L’emissione di obbligazioni cinesi su Blockchain è un segno di ciò che verrà

La Banca centrale cinese ha recentemente emesso 20 miliardi di yuan cinesi ($ 2,8 miliardi) di obbligazioni speciali, che ha venduto per finanziare piccole imprese e microimprese, secondo il China Development Network.
Questa recente emissione di $ 2,8 miliardi di obbligazioni non è niente da guardare due volte ed era ampiamente prevista, dato il saldo dei prestiti inclusivi delle piccole e microimprese della banca a 404 miliardi di yuan finora quest’anno – che rappresenta un aumento del 35,36% dalla fine del l’anno precedente e che si rivolge a quasi 410.000 proprietari di piccole e micro imprese.
Tuttavia, queste obbligazioni non sono state emesse nel modo standard, suscitando l’interesse dei partecipanti al mercato di tutto il mondo. Invece, la banca centrale cinese ha utilizzato la blockchain per organizzare l’affare, il che potrebbe essere visto come una sorpresa se si considera la posizione della Cina sulla tecnologia decentralizzata.

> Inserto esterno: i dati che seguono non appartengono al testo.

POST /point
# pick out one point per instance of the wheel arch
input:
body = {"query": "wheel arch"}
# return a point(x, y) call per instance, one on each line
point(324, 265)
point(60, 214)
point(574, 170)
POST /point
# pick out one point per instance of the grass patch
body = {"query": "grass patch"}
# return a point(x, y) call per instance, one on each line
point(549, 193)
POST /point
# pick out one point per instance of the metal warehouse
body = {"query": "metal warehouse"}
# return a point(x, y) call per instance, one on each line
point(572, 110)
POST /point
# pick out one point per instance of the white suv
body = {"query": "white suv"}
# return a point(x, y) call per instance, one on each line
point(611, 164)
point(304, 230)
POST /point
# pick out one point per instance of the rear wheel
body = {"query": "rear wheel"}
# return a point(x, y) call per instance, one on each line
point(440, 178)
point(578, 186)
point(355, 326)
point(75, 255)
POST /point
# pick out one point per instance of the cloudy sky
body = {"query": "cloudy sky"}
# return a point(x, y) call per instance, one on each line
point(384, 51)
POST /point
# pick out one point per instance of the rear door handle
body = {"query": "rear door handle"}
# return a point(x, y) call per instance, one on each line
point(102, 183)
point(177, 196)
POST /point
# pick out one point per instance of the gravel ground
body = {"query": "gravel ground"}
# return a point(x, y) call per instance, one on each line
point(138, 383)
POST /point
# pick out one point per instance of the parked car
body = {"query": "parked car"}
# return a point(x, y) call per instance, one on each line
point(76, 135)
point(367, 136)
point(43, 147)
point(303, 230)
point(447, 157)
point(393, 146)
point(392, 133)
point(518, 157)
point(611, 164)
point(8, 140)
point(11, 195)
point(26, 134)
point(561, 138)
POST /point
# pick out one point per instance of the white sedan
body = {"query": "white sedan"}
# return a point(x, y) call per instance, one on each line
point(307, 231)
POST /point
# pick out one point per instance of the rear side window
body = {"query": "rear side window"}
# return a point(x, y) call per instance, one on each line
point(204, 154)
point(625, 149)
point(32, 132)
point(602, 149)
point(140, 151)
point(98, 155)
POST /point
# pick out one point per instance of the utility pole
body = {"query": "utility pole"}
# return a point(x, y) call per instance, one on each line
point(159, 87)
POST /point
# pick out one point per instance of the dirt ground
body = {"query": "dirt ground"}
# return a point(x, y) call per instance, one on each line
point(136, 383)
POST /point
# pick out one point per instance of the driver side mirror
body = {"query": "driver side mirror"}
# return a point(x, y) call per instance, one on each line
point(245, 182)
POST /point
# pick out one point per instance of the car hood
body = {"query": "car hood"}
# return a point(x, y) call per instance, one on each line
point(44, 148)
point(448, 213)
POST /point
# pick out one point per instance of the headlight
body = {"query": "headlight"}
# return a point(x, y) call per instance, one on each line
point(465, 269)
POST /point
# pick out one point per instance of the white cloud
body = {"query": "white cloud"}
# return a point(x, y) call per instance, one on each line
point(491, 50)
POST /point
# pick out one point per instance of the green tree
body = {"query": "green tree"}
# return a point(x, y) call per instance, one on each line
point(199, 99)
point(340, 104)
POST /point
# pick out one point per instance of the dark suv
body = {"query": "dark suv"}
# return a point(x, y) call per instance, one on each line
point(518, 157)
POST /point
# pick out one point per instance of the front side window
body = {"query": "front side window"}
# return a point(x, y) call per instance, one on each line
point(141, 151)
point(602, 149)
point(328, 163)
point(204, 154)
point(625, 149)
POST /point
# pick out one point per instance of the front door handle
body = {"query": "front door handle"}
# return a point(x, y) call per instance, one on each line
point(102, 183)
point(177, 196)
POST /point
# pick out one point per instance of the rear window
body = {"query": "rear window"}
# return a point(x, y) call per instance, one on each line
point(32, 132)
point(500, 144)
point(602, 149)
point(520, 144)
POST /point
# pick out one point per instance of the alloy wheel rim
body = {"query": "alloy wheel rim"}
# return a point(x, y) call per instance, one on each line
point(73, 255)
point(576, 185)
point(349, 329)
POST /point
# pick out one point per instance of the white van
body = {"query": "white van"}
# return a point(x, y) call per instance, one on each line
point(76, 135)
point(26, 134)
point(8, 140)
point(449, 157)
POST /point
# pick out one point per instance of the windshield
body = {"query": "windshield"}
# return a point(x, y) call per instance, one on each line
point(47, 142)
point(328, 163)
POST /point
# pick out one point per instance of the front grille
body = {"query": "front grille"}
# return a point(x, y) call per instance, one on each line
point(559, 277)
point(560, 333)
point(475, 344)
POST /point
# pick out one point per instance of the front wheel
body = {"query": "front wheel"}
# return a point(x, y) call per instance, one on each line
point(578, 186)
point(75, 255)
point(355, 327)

Il sistema di emissione blockchain auto-sviluppato dalla Cina è stato messo in mostra per la prima volta e gestirà l’amministrazione e il monitoraggio di queste obbligazioni biennali con un tasso di cedola del 3,25%.
Sebbene l’uso della blockchain e di altre caratteristiche degne di nota dell’emissione contrasti con la posizione passata della Cina, potrebbe allinearsi bene con la sua strategia recentemente rivelata e potrebbe avere anche altre importanti implicazioni. Per tutto ciò che implica, l’atto non era insolito per la Cina se si considerano le tendenze che si sono verificate dal blackout crittografico del paese nel 2023. La Cina sta entrando nel merito per quanto riguarda la blockchain e il suo rapido perno verso la tecnologia del libro mastro non è certo una bomba.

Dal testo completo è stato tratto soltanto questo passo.